We began a conversation, two New Mexico women who were randomly connected long ago. I checked out her website and then very tentatively asked what her services cost. I obviously needed a professional editor to (once again) wade through the manuscript I was refining.
And I was very insecure. After having my book eviscerated at a manuscript boot camp two years earlier, I had no confidence in my material. It wasn’t literary enough to get a positive response with the professional writer I met at the Boot Camp.
But Libbye offered to do an edit. We bartered my coaching services for her formidable skills.
And then she emailed me with these words.

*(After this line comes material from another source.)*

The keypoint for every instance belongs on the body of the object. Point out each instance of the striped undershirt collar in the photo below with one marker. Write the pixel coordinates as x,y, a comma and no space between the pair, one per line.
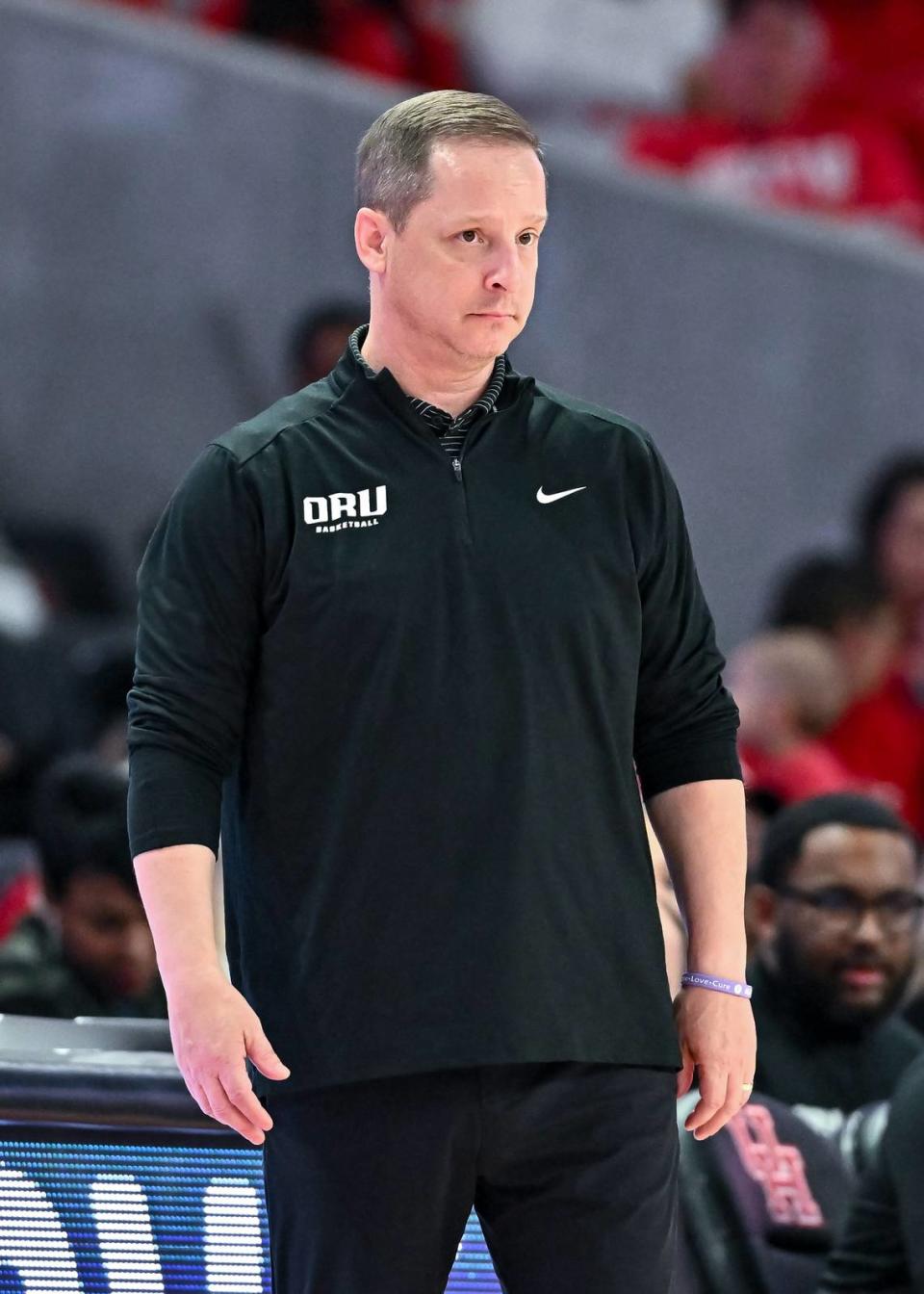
438,418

“You are an incredible writer…one of the best writers I have known. And I edited several hundred memoir and other nonfiction book manuscripts when I was an editor for CreateSpace/Amazon.com. You use humor masterfully. You use dialogue masterfully. You are adept at varying your sentence length to enhance readability–short, long, super-short, medium. Excellent!
You also excel at sharing your most genuine self with your readers, without holding back on your fears, hopes, and insecurities. I have to work on a deadline now, but I did not want to stop reading! Your prose is so engaging, and your story so interesting, that it makes your manuscript a page-turner.”
Those of you who feel you’re amateur writers get it. You know how powerful this type of praise is from someone with experience like Libbye.
I was euphoric. And this morning I realized that I still owe Libbye three coaching sessions, which was our arrangement for payment.
So this is partially a celebration of encouragement, how generous words can get someone unstuck and out of fear. But it’s also a plug for Libbye. She did an excellent job of editing, but more importantly, she gave me the courage to keep moving forward, to believe in myself and my words.
Today I’m grateful for old connections, especially the random way Libbye and I crossed paths.
I’m grateful for the Quantum Leap Journal that kept my dreams right where I saw them every day. But mostly I’m grateful for Libbye, for her taking the time to work with me and for then seeing what I couldn’t see myself.
Without Libbye, Lifesaving Gratitude might not be published right now. She deserves my gratitude.